CrossC2 Expands Cobalt Strike Capabilities to Linux and macOS
A new advanced cyber campaign has surfaced, leveraging CrossC2, an unofficial extension of Cobalt Strike, to extend its functionality from Windows systems into Linux and macOS environments.
Multi-Stage Attack Chain
Between September and December 2024, researchers observed a series of incidents involving this cross-platform malware, signaling a major shift from the traditional Windows-centered attacks. The campaign relies on a multi-layered infection chain, beginning with legitimate processes and gradually loading more harmful components.
Attackers combined PsExec, Plink, standard Cobalt Strike modules, and the new CrossC2 extension, building a versatile framework that could breach Active Directory infrastructures across different operating systems.
Evidence shows the campaign was not limited to Japan, as submissions on VirusTotal suggest activity in several other countries as well.
Custom Loader: ReadNimeLoader
Analysts at JPCert identified a new malware loader named ReadNimeLoader, specifically crafted to deploy Cobalt Strike payloads.
This loader, developed in the Nim programming language, integrates anti-analysis features that set it apart from conventional malware delivery methods.
The infection chain often begins with java.exe launched via scheduled tasks, which then performs DLL sideloading to execute malicious DLL files.
Advanced Anti-Analysis Techniques
ReadNimeLoader incorporates four unique anti-debugging methods designed to frustrate malware analysts:
- Checking the BeingDebugged flag within the Process Environment Block (PEB)

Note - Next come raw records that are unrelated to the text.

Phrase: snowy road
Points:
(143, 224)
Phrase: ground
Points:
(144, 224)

- Verifying CONTEXT_DEBUG_REGISTER values
- Detecting time discrepancies using elapsed time calculations
- Using exception-based debugging detection
A standout feature is the key generation method. Portions of the decryption key are embedded directly within the anti-analysis functions, making it impossible to retrieve the correct key without executing these protections.
The payload decryption process uses AES-256-ECB encryption, with keys derived through advanced string decoding functions. The malware also integrates two XOR-based decoding methods, and later updates added an additional decode02 function, reflecting continuous development by the threat actors.
Expanding Threat Landscape
This evolution highlights a concerning security trend. Cross-platform malware expansion means that attackers can now compromise systems traditionally considered less at risk. Since many Linux servers lack strong endpoint detection and response (EDR) solutions, adversaries gain longer dwell time and greater opportunity for lateral movement across networks.